センチメンタルから立ち直って、ここは女ではなく妹を演じる役所だ。姉と言えども、自分が五歳も年上の男と付き合って、結局音信不通になってフラれてしまったということは話していない。絶対に、悟られたくなかった。
橙子は大げさに肩をすくめた。
「もう、瑠璃姉ぇはいっつも人の都合考えないんだから。あたしだって色々忙しいんだよ?」
何も知らない瑠璃子はクスクス笑いながら橙子の肩を突っつく。
「まあ、もしかして彼氏でもできたの?紹介しなさいよ、ランクつけてあげるから」
「……瑠璃姉ぇこそ、あたしより彼氏と買い物に行けばいいじゃん」
「彼とは毎週会ってるからいいの。たまには姉妹で買い物も楽しいじゃない?」
瑠璃子は無理やり橙子を車の助手席に乗せる。瑠璃子専用のミニバンには、彼女が愛用しているANNA SUIの香水が香っていた。
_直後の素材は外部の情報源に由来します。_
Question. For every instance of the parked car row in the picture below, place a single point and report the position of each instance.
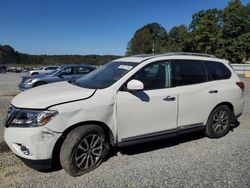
(54, 74)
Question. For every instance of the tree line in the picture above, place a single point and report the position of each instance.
(222, 32)
(8, 55)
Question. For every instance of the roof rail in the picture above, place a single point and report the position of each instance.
(189, 53)
(143, 55)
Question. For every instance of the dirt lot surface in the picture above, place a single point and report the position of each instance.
(187, 161)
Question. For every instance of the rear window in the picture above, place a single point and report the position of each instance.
(217, 71)
(186, 72)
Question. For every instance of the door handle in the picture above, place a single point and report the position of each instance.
(213, 91)
(169, 98)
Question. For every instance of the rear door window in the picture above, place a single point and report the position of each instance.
(217, 71)
(187, 72)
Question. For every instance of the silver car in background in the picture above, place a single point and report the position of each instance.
(65, 73)
(44, 70)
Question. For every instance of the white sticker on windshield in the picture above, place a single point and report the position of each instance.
(126, 67)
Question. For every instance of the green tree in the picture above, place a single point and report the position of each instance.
(177, 38)
(151, 38)
(204, 31)
(236, 32)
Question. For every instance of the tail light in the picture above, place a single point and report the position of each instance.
(241, 85)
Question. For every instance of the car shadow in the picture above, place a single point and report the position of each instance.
(156, 145)
(143, 147)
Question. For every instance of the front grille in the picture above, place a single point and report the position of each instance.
(11, 114)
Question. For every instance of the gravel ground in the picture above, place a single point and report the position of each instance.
(187, 161)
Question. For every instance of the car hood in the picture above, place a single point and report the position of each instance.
(51, 94)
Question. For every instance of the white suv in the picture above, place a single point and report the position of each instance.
(128, 101)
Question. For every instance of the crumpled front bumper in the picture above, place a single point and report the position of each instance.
(39, 141)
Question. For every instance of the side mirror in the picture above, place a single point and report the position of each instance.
(135, 85)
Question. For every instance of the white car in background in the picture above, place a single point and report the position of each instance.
(128, 101)
(45, 70)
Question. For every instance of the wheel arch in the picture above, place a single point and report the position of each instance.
(57, 147)
(228, 104)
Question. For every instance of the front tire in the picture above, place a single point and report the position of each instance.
(219, 122)
(83, 150)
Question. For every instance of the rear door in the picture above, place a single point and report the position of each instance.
(198, 94)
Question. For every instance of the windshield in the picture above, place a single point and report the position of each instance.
(106, 75)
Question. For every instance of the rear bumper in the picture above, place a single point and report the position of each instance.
(37, 164)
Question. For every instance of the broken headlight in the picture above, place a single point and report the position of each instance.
(31, 118)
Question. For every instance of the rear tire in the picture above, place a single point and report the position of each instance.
(219, 122)
(83, 150)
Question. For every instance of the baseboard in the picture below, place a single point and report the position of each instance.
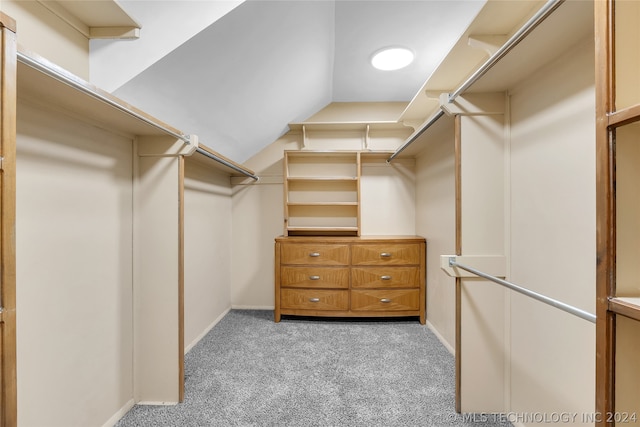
(152, 403)
(252, 307)
(206, 331)
(441, 338)
(121, 413)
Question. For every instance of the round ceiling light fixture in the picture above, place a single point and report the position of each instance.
(392, 58)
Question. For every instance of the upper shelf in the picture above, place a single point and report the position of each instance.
(571, 22)
(96, 18)
(347, 126)
(43, 82)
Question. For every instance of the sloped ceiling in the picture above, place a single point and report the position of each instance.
(240, 81)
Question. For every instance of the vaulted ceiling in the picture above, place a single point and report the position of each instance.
(240, 80)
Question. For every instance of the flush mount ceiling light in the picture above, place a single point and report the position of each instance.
(392, 58)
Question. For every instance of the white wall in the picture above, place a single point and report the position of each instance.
(207, 227)
(435, 219)
(553, 234)
(74, 271)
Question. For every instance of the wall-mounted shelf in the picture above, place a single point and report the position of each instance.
(322, 193)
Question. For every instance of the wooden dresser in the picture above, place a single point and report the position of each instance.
(350, 276)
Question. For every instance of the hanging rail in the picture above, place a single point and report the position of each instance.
(228, 164)
(87, 89)
(539, 297)
(60, 75)
(513, 41)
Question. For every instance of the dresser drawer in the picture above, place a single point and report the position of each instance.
(385, 300)
(386, 254)
(312, 254)
(314, 277)
(385, 277)
(314, 299)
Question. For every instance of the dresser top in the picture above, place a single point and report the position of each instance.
(350, 239)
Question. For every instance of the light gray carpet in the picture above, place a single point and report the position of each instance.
(250, 371)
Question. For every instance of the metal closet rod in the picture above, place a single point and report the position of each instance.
(538, 297)
(524, 31)
(78, 85)
(227, 164)
(81, 86)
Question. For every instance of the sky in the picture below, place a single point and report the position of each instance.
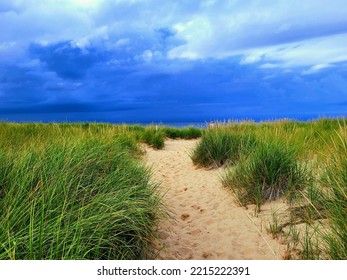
(172, 61)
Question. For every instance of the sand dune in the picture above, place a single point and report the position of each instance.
(206, 222)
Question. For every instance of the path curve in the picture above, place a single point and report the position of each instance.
(206, 222)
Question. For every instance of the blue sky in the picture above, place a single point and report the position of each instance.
(154, 60)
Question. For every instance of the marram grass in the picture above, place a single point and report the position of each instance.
(74, 192)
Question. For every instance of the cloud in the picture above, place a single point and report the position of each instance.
(166, 59)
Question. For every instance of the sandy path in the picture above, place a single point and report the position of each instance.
(206, 222)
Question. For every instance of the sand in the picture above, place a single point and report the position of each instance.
(206, 222)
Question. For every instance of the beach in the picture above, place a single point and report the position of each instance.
(205, 220)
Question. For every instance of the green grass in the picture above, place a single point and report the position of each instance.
(333, 198)
(303, 162)
(218, 147)
(74, 192)
(269, 171)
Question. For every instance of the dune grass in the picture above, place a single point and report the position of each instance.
(74, 192)
(303, 162)
(218, 147)
(269, 171)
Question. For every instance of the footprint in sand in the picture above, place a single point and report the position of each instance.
(185, 216)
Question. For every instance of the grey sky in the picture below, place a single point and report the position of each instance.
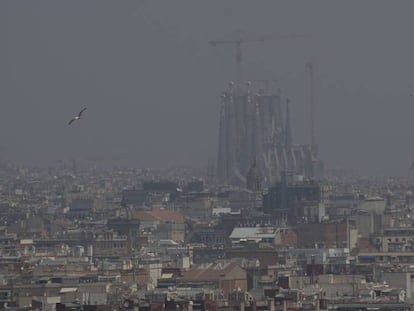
(152, 83)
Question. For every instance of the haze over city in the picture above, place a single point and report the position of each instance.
(152, 83)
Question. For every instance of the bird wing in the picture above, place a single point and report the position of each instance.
(80, 112)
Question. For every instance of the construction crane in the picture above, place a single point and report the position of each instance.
(309, 66)
(238, 46)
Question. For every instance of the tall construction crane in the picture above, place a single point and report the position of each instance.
(238, 46)
(309, 66)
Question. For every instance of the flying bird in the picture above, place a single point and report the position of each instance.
(77, 117)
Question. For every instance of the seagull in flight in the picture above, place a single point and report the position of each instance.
(77, 117)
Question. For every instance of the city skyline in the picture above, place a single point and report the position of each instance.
(152, 83)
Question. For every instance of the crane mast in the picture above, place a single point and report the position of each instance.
(238, 48)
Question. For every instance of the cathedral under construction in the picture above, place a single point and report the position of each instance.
(255, 130)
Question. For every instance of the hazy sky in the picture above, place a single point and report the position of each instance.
(152, 83)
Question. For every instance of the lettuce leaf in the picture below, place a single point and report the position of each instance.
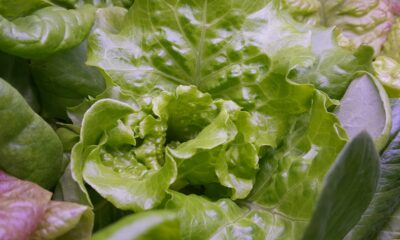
(45, 31)
(29, 148)
(360, 22)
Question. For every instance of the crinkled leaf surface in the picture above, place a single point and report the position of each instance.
(29, 148)
(290, 178)
(123, 145)
(361, 22)
(227, 48)
(45, 31)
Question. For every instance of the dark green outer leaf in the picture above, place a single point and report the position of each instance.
(16, 71)
(348, 190)
(64, 80)
(387, 197)
(161, 224)
(29, 148)
(46, 31)
(18, 8)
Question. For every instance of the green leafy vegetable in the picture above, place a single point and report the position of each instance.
(206, 119)
(360, 22)
(161, 224)
(64, 80)
(29, 148)
(347, 192)
(45, 31)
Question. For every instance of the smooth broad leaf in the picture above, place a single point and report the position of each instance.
(105, 3)
(19, 8)
(228, 56)
(64, 80)
(45, 31)
(386, 198)
(22, 206)
(155, 224)
(121, 155)
(348, 190)
(29, 148)
(365, 106)
(16, 71)
(65, 221)
(391, 229)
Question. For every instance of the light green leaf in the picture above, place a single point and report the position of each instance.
(20, 8)
(391, 47)
(125, 144)
(45, 31)
(388, 73)
(223, 152)
(347, 192)
(365, 106)
(201, 218)
(361, 22)
(156, 224)
(29, 148)
(290, 178)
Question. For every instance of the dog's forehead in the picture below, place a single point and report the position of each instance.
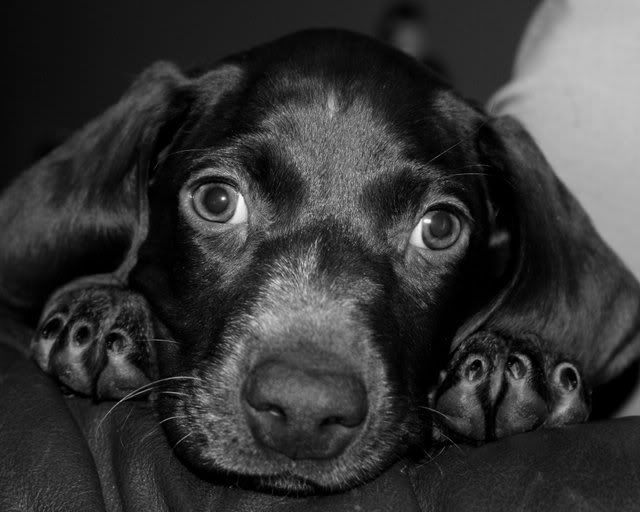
(334, 115)
(330, 138)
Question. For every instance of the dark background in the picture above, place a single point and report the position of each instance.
(65, 61)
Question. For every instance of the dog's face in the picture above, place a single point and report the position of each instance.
(332, 243)
(319, 227)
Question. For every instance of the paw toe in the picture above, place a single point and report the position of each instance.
(494, 388)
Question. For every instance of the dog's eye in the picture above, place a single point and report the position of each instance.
(219, 202)
(437, 230)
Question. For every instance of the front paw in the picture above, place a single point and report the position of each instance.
(495, 387)
(96, 338)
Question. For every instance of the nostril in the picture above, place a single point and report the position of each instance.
(272, 410)
(474, 369)
(302, 412)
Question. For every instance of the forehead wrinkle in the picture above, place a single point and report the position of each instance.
(335, 145)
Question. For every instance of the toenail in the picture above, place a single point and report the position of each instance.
(51, 328)
(474, 370)
(516, 367)
(82, 335)
(568, 378)
(115, 341)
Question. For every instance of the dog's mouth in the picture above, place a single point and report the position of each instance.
(288, 421)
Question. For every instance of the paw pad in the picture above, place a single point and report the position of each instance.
(95, 338)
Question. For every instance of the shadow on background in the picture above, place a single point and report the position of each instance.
(66, 61)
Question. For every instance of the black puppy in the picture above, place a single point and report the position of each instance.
(321, 256)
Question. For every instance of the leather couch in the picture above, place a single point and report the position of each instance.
(67, 454)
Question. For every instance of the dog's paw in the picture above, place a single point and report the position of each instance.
(494, 387)
(95, 337)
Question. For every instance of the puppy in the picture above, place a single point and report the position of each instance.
(318, 258)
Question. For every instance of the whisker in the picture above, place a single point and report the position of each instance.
(453, 146)
(176, 393)
(192, 150)
(435, 411)
(160, 340)
(451, 441)
(181, 439)
(143, 389)
(156, 429)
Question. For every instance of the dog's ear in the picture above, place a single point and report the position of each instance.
(80, 210)
(563, 285)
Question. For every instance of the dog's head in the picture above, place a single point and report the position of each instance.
(317, 222)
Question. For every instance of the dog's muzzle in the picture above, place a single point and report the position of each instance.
(304, 408)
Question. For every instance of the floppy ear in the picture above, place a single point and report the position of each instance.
(81, 209)
(565, 286)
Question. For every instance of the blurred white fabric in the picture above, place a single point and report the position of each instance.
(576, 87)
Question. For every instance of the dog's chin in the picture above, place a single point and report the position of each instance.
(261, 469)
(288, 481)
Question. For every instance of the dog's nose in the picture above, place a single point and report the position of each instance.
(302, 411)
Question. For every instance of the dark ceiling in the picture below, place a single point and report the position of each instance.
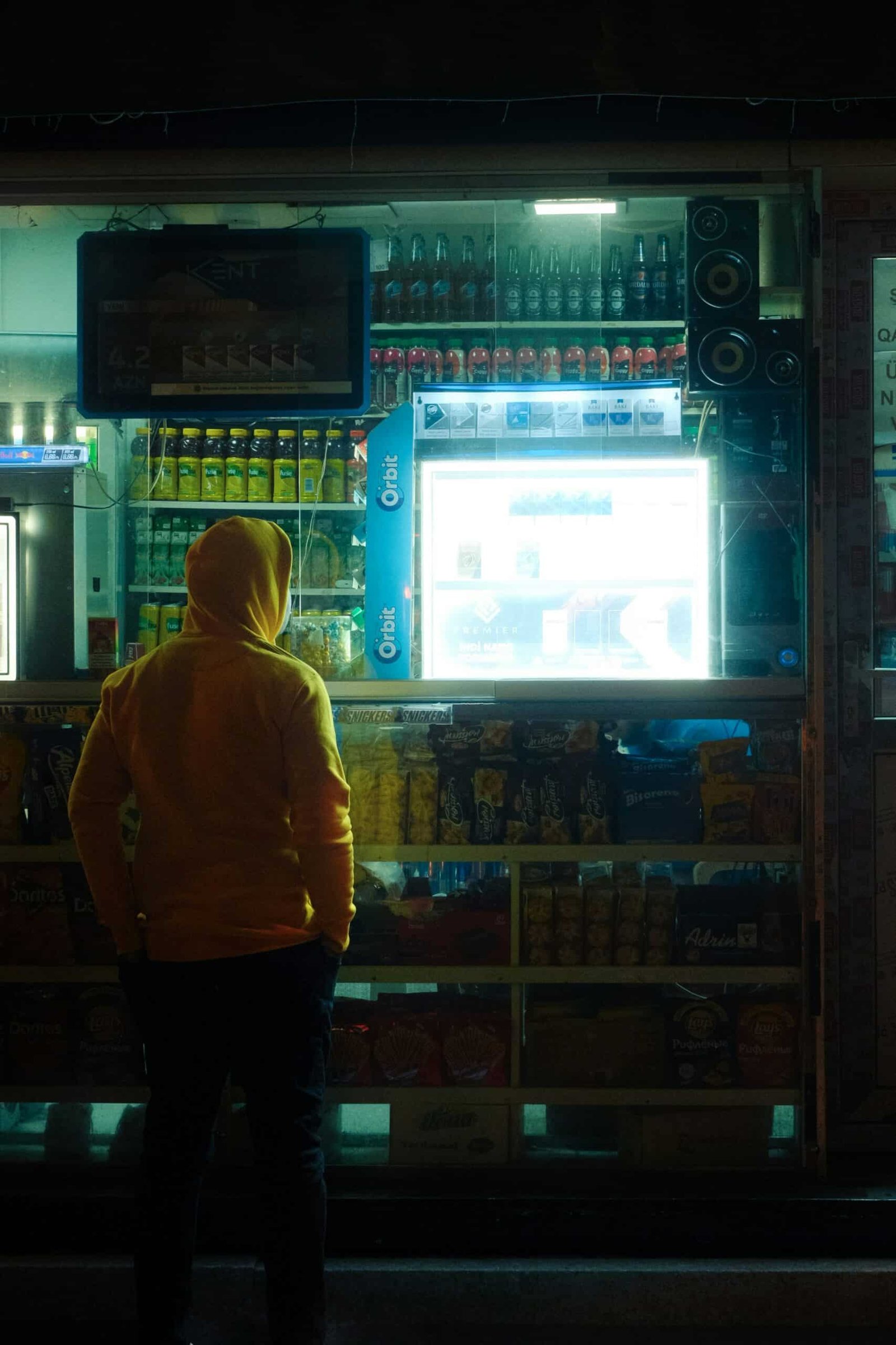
(178, 58)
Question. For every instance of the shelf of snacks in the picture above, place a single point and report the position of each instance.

慎吾の車とは違う、助手席。思えば、あれ以来、車の助手席には座っていなかった。
「どこ行こうか?橙子が決めていいわよ」
「そんなこと言われても困るよ。瑠璃姉ぇ決めてよ」
橙子は車のサイドボックスからCDを取り出す。白色のCD-Rで、題名は書かれていない。
CDをプレーヤーに挿入すると、緩やかに流れるピアノのイントロ。
宇多田ヒカルの「First Love」だった。